Remove all of the staples to remove them. You want the old skins to be just as they were installed for comparison. It also insures that all the staples are removed thus no chance of one staple sticking up damaging the new skin.


10. Any required openings in a skin, ie; speaker holes, walk thru wall net openings, throttle opening, etc., are cut AFTER the skin is installed.


11. Coaming pads and backrest have welt, (aka cording, piping, etc.), that is stapled on after the skin is stapled on.

The welt DOES NOT go all the way around. After removing the underliner, (aka backing), from the item, mark where the welt begins and ends on the board with a pencil or china marker for reference when installing the new welt.


12. Install new skins as you remove the old skins.

Don’t remove all the skins then go back and install new ones. It’s a lot easier to reverse the process while it is fresh in your mind. While removing a skin, if there is something you see and you say to yourself, “I’ll remember that”, take a picture of it before you proceed.


13. Mark, (use pencil or a grease/china marker, never use ink or “magic” marker while handling/installing the skins), the back side of the board, on items that have welt/cording stapled on separately, where the welt/cording starts and stops.

Also, use a china marker to mark the position of stripes where they wrap around and are stapled on the back of the board on all skins with stripes. This will ensure that stripes line up from one piece to another.


14. We use a narrow crown stapler and only stainless steel staples.

Crown size does not matter. The narrow crown staples 3/8 inch length works everywhere except pass thru walls and some coaming pads, (if board is less than 1/2 inch thick), which need 1/4 inch or they will stick out the other side.


15. Dacron can be used to fill worn or compressed areas of the foam, such as the corners or for filling imperfections in the foam.

You can also choose to cover the entire top layer of foam for added fullness to the cushion. When repairing or replacing foam, remember, installation of the skin will compress the foam a little so a little large on the foam is better than too small.


16. When installing a stern seat backrest skin and/or a bow backrest skin, spray contact adhesive, is very helpful. It is available at most home improvement and auto parts stores.

Spray the glue a few inches wide along all the edges of the back of the backrest and the corresponding area of the skin. Place the skin on each top corner. Once in place, pull the skin down around to the bottom corner and stick the skin to the backrest along the short edge from the top to the bottom then start in the center of the top and work out to each corner stretching and sticking the skin towards the corners. You will be able to un-stick the skin if necessary to make adjustments for a proper fit. Once the top and ends are stuck where you want then start at the center of the bottom and follow the same procedure as the top edge.
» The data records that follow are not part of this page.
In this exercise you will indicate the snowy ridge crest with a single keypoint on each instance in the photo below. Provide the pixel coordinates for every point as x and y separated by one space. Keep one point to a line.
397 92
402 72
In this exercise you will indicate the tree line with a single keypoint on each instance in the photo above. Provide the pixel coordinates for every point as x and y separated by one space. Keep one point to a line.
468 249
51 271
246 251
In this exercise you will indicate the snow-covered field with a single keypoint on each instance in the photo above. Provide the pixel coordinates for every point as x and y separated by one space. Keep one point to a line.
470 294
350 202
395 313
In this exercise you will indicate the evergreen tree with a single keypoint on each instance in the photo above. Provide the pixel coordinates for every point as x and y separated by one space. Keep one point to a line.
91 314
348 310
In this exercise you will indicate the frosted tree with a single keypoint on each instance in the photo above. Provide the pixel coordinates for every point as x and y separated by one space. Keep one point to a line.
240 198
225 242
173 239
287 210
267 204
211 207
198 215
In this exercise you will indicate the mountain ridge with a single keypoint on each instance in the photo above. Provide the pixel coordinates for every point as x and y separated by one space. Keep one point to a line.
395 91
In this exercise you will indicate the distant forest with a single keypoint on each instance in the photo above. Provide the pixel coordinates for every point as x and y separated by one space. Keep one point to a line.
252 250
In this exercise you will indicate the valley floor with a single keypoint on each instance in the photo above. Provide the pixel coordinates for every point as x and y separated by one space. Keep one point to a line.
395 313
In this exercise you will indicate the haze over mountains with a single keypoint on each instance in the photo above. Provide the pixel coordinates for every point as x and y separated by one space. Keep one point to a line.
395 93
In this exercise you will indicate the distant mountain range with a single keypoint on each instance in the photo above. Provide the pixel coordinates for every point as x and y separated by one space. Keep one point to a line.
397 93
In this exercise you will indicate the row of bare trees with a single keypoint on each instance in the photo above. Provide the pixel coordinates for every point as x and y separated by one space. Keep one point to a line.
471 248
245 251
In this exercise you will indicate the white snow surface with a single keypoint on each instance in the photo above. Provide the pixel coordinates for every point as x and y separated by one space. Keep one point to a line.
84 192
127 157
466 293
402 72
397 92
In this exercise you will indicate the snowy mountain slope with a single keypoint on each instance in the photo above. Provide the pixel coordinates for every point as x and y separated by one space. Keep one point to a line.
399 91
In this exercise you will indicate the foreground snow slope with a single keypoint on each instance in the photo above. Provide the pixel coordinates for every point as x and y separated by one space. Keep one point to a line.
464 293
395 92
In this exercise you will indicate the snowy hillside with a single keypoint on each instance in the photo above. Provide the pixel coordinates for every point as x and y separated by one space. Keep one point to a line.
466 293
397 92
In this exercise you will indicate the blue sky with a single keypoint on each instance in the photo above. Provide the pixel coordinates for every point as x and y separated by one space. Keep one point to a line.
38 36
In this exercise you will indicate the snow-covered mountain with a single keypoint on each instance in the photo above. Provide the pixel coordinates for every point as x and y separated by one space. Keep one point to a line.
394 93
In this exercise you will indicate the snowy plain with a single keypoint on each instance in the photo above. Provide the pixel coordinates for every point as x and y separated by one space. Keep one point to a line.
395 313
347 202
When satisified with the fit, you can now staple in place and add the welt. There is only about 1/2 inch area that will accept your staples close to the edge of the fiberglass place and add the welt. There is only about 1/2 inch area that will accept your staples close to the edge of the fiberglass edge. DO NOT turn up the air on the stapler, it will only cut through the skin you are trying to install.


17. When Installing your Motor Box skin. This skin may require 2 people to install.

If your Motor Box comes with carpet attached to the skin, DO NOT pull on the carpet when installing the skin. Pull on the vinyl underneath. You can tape the carpet up and out of your way while you are pulling the skin to the desired position. Glue the inside of the motor box and the inside of the skin up about 2-3 inches from the bottom. Do all 4 corners first. Starting at the back 2 then move to the front 2. The sides should not have to be pulled very hard if the corners are in the correct positions. Do the carpet in the same order. The carpet has to be butted and glued or hand sewn at the corners after the skin is installed. Gluing is the better choice. A small scissor cut on the upper inside of the folded carpet may be needed to make the corners adjust properly to the bottom of the motor box. Making the carpet in one piece makes it impossible to install without a steam box therefore we make it in 4 pieces to help with the application.